2023 song by Bad Bunny

"Baby Nueva" is a song by Puerto Rican rapper Bad Bunny. It was released on October 13, 2023, through Rimas Entertainment, as part of Bad Bunny's fifth studio album, Nadie Sabe Lo Que Va a Pasar Mañana. The song was written by Benito Martínez with Albert Hype, La Paciencia and Mag handling the production, who were also marked as songwriters.

== Background and release ==
On October 9, 2023, Bad Bunny announced his album Nadie Sabe Lo Que Va a Pasar Mañana, and "Baby Nueva" was included as the album's eleventh track.

== Commercial performance ==
Following the releasing of Nadie Sabe Lo Que Va a Pasar Mañana, "Baby Nueva" appeared at number 34 on the US Billboard Hot 100 chart upon the issue date of October 28, 2023. The song also charted at number 15 on the US Hot Latin Songs chart upon the issue date of October 28, 2023. On the Billboard Global 200 chart, it debuted at number 14 on the chart dated October 28, 2023. "Baby Nueva" peaked at number 21 in Spain's official chart.
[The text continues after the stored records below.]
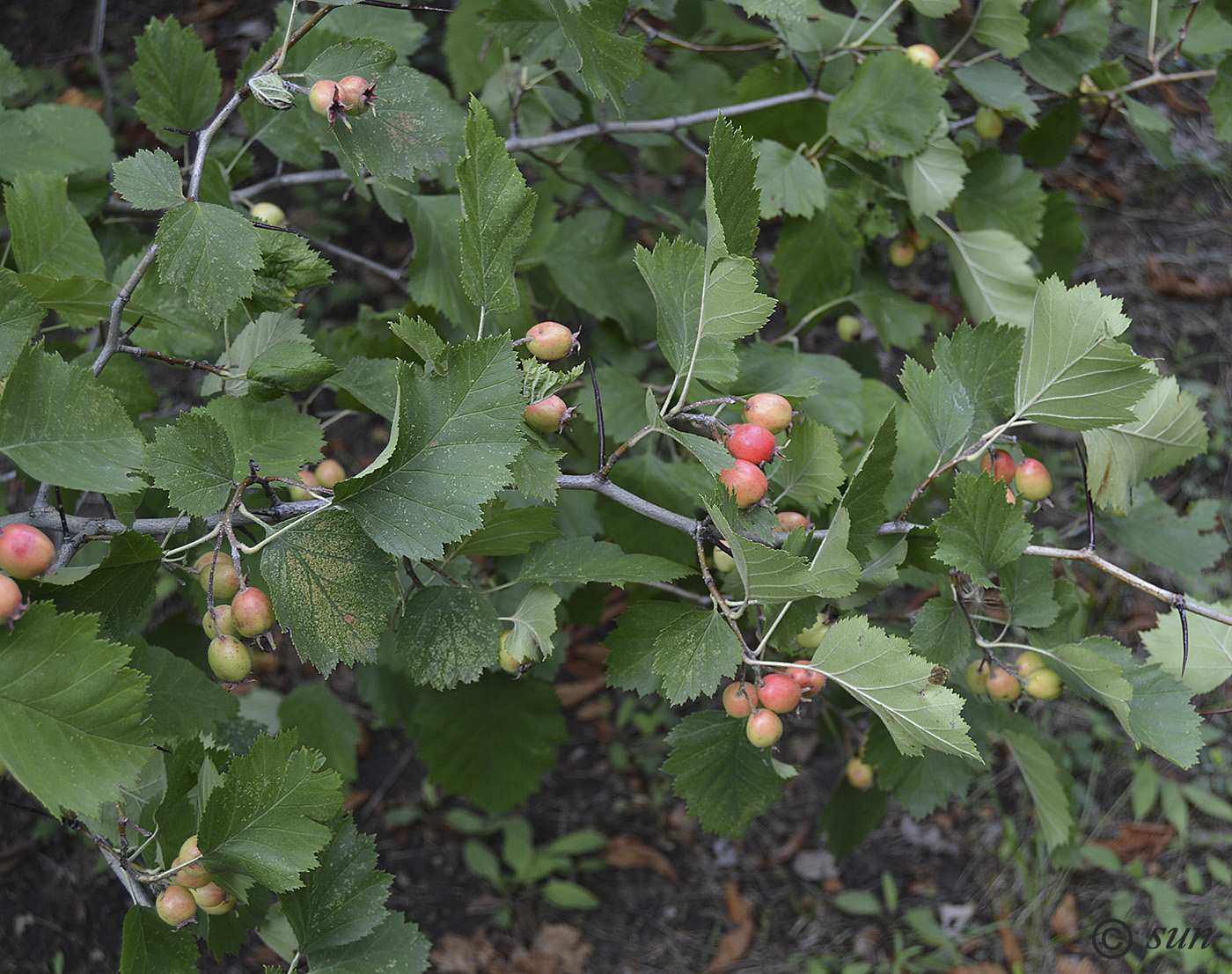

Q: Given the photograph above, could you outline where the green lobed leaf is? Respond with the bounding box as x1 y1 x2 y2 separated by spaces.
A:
457 95 537 311
826 50 945 160
1082 376 1207 514
1142 600 1232 693
154 201 261 318
112 149 184 209
261 508 398 675
335 336 524 559
936 472 1031 586
770 419 847 509
394 585 502 690
898 358 976 459
903 117 967 218
946 231 1038 325
4 172 106 278
0 602 150 817
663 711 783 839
278 819 393 950
518 538 689 588
197 730 342 893
812 616 979 759
0 346 145 494
278 684 363 782
132 18 222 145
410 672 567 815
1014 277 1158 431
145 410 235 517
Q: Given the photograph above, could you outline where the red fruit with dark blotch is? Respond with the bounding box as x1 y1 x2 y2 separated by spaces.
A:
788 660 825 699
744 708 782 747
979 450 1016 484
523 395 569 434
526 321 578 362
727 422 777 463
758 674 801 714
775 511 813 531
231 586 274 638
154 885 197 927
744 392 791 434
0 524 55 579
192 552 239 602
1015 457 1052 502
718 460 767 508
723 681 758 717
0 575 21 622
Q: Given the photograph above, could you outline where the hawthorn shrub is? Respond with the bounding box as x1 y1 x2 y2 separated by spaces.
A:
0 0 1232 971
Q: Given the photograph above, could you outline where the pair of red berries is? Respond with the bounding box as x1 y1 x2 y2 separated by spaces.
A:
723 660 825 747
308 74 377 127
718 392 791 508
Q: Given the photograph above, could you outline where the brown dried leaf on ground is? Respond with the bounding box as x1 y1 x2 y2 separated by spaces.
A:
706 882 754 974
1096 821 1177 862
604 835 680 882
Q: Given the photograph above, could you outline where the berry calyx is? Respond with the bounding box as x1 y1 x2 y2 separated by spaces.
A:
758 674 801 714
972 105 1005 142
523 395 570 434
201 604 239 639
249 203 287 227
834 314 863 341
903 44 942 71
986 666 1023 703
0 524 55 579
788 660 825 699
887 237 915 267
154 884 197 927
723 681 758 718
206 635 253 684
526 321 578 362
727 422 777 463
744 708 782 747
313 459 346 490
1015 457 1052 502
979 450 1016 484
0 575 21 622
718 459 769 508
744 392 791 434
231 586 274 638
847 758 872 792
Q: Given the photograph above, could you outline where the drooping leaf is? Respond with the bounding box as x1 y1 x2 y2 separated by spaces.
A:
457 96 537 311
261 509 398 675
663 711 783 839
0 346 145 494
197 730 342 893
335 336 524 559
412 672 566 814
0 604 150 817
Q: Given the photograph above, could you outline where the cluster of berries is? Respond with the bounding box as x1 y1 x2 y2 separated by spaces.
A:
723 660 825 747
154 835 235 927
718 392 791 508
0 524 55 626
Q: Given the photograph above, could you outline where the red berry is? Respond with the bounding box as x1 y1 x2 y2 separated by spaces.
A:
526 321 578 362
1015 457 1052 502
723 682 758 717
744 708 782 747
727 422 777 463
744 392 791 434
758 674 801 714
0 524 55 579
979 450 1014 484
718 460 767 508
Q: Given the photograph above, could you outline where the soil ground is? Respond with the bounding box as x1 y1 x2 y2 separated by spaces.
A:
0 0 1232 974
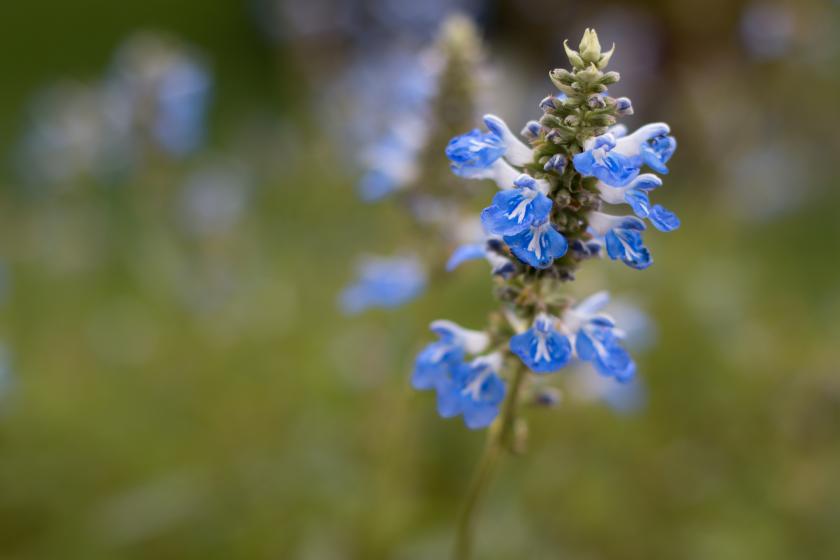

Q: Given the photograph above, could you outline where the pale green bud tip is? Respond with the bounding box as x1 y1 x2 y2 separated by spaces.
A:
579 28 601 63
563 40 586 68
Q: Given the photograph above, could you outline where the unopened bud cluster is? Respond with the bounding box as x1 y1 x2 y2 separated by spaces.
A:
412 29 679 428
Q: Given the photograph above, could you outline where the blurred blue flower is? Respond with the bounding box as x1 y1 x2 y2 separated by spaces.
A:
589 212 653 270
510 313 572 373
105 34 213 157
437 354 505 430
649 204 680 232
446 128 505 178
340 256 426 314
563 292 636 381
411 320 489 390
179 161 251 237
484 115 534 166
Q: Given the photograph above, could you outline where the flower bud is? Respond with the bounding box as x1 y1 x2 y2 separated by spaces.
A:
563 40 586 68
586 95 607 109
615 97 633 115
595 43 615 70
579 28 601 64
601 71 621 86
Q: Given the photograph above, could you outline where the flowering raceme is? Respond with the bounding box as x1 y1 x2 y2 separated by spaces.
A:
413 29 680 557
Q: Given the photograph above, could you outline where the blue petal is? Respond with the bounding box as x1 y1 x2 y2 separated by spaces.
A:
481 188 553 235
510 328 572 373
504 224 569 268
650 204 680 231
575 326 636 381
624 189 650 218
572 148 639 187
411 341 456 391
641 146 668 174
359 169 398 202
445 128 506 177
437 382 463 418
604 229 653 270
461 372 505 430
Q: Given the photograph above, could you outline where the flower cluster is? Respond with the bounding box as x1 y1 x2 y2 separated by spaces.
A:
18 34 213 184
340 15 486 313
412 29 680 428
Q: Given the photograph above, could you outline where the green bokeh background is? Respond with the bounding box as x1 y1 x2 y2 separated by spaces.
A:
0 0 840 560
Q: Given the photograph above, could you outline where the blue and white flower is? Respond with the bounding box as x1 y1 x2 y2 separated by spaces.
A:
446 115 533 189
481 173 553 235
510 313 572 373
484 115 534 166
504 222 569 268
648 204 681 232
598 173 680 232
438 353 505 430
589 212 653 270
446 128 506 177
340 256 426 314
573 123 677 187
572 132 639 187
519 121 542 140
411 320 490 390
563 292 636 382
543 154 566 174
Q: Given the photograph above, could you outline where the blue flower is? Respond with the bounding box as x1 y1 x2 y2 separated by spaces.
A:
613 123 677 174
154 59 211 155
598 173 680 232
519 121 542 140
640 133 677 174
649 204 680 231
543 154 566 173
563 292 636 382
481 174 553 235
446 115 533 189
438 354 505 430
572 132 639 187
446 128 505 177
510 314 572 373
340 256 426 314
484 115 534 166
573 123 677 187
589 212 653 270
575 318 636 381
504 222 569 268
615 97 633 115
411 320 489 390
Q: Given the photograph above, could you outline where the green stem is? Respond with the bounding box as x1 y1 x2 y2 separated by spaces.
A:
453 364 525 560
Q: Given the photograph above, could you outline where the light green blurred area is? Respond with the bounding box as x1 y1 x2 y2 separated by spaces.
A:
0 1 840 560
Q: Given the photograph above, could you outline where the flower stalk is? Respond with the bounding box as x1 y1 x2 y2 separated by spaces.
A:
412 29 680 560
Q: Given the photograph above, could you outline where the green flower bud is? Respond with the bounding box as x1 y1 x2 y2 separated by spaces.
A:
563 40 586 68
595 43 615 70
601 72 621 86
579 28 601 63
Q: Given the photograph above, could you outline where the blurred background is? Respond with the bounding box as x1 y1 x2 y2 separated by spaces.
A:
0 0 840 560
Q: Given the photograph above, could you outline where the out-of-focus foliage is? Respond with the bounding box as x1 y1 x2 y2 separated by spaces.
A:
0 0 840 560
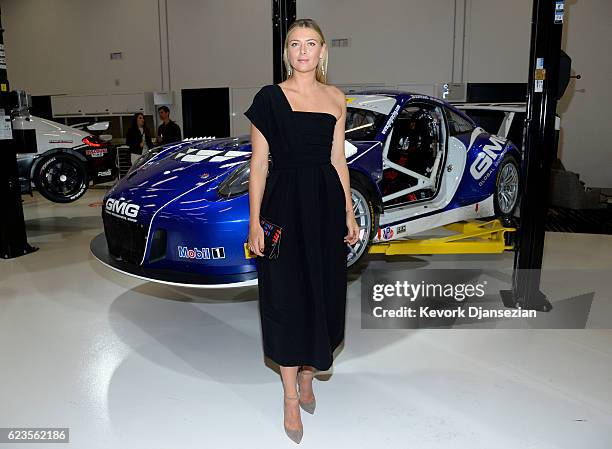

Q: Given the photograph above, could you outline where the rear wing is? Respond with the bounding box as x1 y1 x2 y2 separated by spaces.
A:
451 103 527 140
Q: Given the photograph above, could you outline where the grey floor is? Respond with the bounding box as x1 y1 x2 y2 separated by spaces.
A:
0 190 612 449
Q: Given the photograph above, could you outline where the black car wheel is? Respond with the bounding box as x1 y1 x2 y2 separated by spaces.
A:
34 154 88 203
346 178 378 267
493 154 519 219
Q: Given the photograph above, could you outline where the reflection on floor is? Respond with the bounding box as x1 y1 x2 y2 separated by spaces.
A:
0 190 612 449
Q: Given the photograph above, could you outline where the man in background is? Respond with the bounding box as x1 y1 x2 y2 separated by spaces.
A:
157 106 181 145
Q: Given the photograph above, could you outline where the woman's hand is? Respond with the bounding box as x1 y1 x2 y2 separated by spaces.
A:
344 208 359 245
247 223 265 256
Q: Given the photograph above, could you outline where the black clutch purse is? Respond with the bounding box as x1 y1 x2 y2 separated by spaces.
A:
245 215 283 259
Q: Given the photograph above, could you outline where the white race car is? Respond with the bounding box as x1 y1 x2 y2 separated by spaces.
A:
12 111 117 203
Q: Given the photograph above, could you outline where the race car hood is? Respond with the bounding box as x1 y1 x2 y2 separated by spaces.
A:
105 136 380 221
107 138 251 215
118 138 251 191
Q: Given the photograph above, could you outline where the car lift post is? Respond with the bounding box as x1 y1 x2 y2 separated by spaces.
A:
0 7 37 259
272 0 296 84
500 0 565 312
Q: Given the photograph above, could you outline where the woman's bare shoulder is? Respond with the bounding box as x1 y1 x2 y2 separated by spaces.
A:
325 84 346 107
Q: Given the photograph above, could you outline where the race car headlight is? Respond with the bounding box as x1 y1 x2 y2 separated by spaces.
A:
217 161 251 198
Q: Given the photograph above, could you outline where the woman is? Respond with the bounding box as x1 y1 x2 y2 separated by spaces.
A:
125 112 153 162
245 19 359 443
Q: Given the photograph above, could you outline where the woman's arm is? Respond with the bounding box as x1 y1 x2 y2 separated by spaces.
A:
125 128 142 154
249 124 270 256
331 87 353 215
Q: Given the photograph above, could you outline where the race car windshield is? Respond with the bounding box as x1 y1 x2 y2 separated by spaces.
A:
345 108 385 140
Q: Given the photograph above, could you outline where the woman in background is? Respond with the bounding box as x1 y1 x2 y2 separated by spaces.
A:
125 112 153 163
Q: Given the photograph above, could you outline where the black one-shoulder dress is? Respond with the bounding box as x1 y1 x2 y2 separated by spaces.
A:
244 84 347 371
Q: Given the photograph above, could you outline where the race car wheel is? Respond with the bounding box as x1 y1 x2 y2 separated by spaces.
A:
34 154 88 203
346 178 377 267
493 155 519 219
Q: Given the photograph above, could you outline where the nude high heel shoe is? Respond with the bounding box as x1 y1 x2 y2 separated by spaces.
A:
298 370 317 415
283 395 304 444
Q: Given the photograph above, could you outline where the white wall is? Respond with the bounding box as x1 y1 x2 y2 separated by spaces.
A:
0 0 161 95
297 0 454 84
463 0 533 83
558 0 612 188
0 0 612 187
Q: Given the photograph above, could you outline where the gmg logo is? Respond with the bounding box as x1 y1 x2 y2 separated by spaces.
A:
104 198 140 221
470 136 506 180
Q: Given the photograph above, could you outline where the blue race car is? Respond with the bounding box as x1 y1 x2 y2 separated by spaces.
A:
92 90 521 287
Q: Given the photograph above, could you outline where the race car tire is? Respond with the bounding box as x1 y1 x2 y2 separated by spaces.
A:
34 154 89 203
493 154 520 221
346 176 378 268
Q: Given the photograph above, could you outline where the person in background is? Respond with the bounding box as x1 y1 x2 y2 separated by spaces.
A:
125 112 153 163
157 106 181 145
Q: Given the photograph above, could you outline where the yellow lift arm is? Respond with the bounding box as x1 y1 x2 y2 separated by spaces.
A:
368 219 516 256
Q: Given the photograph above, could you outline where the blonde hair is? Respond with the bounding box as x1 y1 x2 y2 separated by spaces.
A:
283 19 328 84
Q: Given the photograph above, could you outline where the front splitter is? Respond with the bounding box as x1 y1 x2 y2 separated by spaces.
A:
89 233 257 288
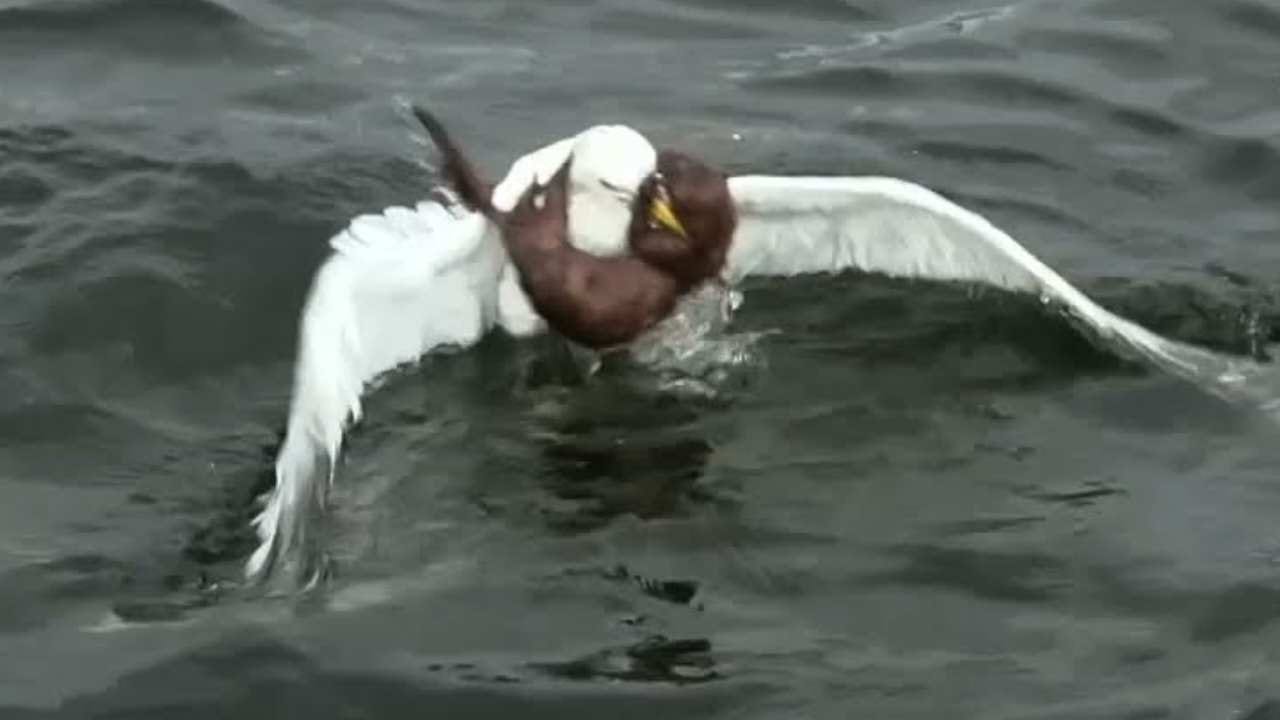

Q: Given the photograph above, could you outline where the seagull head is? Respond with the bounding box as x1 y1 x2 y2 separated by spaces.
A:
568 126 658 256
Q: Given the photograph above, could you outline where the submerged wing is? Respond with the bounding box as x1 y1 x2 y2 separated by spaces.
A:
246 131 593 579
246 194 506 577
724 176 1280 409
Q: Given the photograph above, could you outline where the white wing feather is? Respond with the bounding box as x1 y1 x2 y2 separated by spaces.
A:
246 197 506 577
724 176 1280 410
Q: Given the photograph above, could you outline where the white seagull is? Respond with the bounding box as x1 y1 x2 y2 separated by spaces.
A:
246 116 1280 579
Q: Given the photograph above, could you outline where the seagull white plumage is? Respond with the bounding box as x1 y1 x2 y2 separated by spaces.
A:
246 126 1280 577
246 126 657 580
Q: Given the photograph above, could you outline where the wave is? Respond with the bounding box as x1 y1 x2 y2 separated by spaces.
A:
0 0 300 61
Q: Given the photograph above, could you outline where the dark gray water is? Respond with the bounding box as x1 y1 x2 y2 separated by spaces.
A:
0 0 1280 720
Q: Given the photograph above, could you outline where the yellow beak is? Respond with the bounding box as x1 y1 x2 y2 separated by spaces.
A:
649 186 689 240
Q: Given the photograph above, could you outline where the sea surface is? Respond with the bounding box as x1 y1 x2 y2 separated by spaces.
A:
0 0 1280 720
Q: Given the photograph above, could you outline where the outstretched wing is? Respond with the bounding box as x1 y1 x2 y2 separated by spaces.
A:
246 196 506 578
724 176 1280 406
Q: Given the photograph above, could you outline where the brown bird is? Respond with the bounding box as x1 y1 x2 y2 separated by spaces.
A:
246 113 1280 578
413 106 735 350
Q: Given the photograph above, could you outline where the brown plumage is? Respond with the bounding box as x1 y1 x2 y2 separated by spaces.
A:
413 106 735 350
627 150 737 293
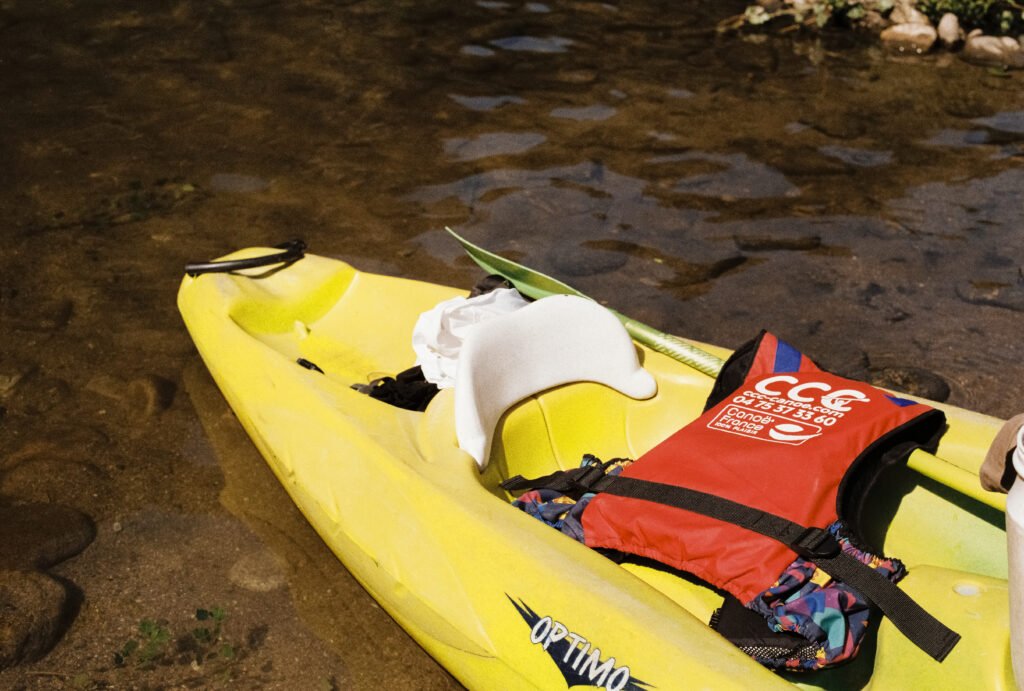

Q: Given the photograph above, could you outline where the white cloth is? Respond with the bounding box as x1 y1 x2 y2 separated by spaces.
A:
413 288 529 389
455 295 657 470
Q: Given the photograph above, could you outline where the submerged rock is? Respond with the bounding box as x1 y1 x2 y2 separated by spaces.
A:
0 503 96 569
956 280 1024 312
227 550 286 593
0 457 109 515
0 570 71 671
733 235 821 252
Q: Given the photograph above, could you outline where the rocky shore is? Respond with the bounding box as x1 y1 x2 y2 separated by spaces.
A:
739 0 1024 69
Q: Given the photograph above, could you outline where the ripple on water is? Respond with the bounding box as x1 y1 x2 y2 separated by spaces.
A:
551 103 618 122
449 93 526 111
972 111 1024 134
818 144 895 168
648 152 800 199
925 129 989 148
490 36 572 53
459 44 495 57
444 132 548 161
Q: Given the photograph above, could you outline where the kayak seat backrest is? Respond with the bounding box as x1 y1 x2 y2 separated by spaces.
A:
455 295 657 470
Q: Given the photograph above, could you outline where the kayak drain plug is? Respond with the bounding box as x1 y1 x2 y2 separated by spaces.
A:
295 357 324 375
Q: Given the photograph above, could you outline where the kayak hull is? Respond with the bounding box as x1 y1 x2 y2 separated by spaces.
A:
178 249 1013 689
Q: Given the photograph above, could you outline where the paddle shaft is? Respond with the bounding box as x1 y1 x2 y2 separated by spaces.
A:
445 228 1007 511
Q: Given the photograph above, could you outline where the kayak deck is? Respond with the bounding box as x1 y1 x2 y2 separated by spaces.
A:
179 250 1013 689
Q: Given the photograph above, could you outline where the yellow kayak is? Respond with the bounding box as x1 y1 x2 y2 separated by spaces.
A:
178 248 1014 690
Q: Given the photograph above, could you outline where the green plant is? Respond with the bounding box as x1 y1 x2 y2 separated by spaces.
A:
114 607 238 667
114 619 171 666
191 607 237 663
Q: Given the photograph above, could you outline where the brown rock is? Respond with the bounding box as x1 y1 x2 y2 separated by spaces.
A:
962 32 1024 68
0 570 71 670
0 458 108 513
881 24 938 53
125 375 177 418
0 503 96 569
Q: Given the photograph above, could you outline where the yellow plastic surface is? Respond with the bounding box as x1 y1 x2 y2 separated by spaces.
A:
178 249 1013 689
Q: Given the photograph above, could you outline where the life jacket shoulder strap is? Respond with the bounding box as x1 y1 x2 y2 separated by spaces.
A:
502 464 961 661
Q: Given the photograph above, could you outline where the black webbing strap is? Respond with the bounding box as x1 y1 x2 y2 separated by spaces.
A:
592 476 961 662
502 466 961 662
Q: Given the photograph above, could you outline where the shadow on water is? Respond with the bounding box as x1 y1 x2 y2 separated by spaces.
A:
0 0 1024 688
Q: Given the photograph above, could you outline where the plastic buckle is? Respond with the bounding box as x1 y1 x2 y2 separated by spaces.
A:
571 464 604 492
790 527 843 561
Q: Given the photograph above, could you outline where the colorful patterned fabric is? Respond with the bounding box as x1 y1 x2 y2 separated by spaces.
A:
512 454 633 543
513 455 906 672
746 521 906 671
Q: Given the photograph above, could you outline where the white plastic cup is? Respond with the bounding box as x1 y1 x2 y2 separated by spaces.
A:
1007 427 1024 691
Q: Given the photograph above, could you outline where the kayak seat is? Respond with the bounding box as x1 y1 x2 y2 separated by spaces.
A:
455 295 657 470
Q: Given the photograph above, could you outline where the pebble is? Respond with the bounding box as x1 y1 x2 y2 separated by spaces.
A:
938 12 964 46
882 24 938 53
962 32 1024 68
870 366 949 402
889 0 932 27
956 280 1024 312
227 550 286 593
125 375 177 418
0 503 96 569
0 570 71 671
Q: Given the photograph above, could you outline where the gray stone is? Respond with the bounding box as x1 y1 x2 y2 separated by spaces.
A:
0 570 71 671
938 12 964 46
870 366 949 402
889 0 932 27
227 550 286 593
962 32 1024 68
881 24 938 53
0 503 96 569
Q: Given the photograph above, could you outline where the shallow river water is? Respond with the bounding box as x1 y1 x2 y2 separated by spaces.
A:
0 0 1024 689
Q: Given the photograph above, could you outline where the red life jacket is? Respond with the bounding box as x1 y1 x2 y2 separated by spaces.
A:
583 333 944 603
502 332 959 668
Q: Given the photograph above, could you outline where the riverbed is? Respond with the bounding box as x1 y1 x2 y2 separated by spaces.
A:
0 0 1024 689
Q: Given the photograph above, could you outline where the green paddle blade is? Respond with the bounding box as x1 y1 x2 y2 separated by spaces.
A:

It appeared also in the Billboard charts in Bolivia (9), Colombia (16), Ecuador (8), Mexico (14), Peru (10) and Argentina Hot 100 (87).

== Critical reception ==
Billboard ranked "Baby Nueva" at number 20 on their list of songs from Nadie Sabe Lo Que Va a Pasar Mañana describing that the song is starting "with an staccato bass synth that evolves into an electro-hop mix".

== Audio visualizer ==
The audio visualizer was uploaded to YouTube on Bad Bunny's channel on October 13, 2023, along with the other audio visualizer videos that premiered simultaneously with the release of Nadie Sabe Lo Que Va a Pasar Mañana.

==Charts==

Chart performance for "Baby Nueva"
| Chart (2023) | Peak position |
|---|---|
| Argentina Hot 100 (Billboard) | 87 |
| Bolivia (Billboard) | 9 |
| Colombia (Billboard) | 16 |
| Ecuador (Billboard) | 8 |
| Global 200 (Billboard) | 15 |
| Mexico (Billboard) | 14 |
| Peru (Billboard) | 10 |
| Spain (PROMUSICAE) | 14 |
| US Billboard Hot 100 | 34 |
| US Hot Latin Songs (Billboard) | 9 |

==Certifications==

Certifications for "Baby Nueva"
| Region | Certification | Certified units/sales |
| Spain (Promusicae) | Gold | 30,000^{‡} |
^{‡} Sales+streaming figures based on certification alone.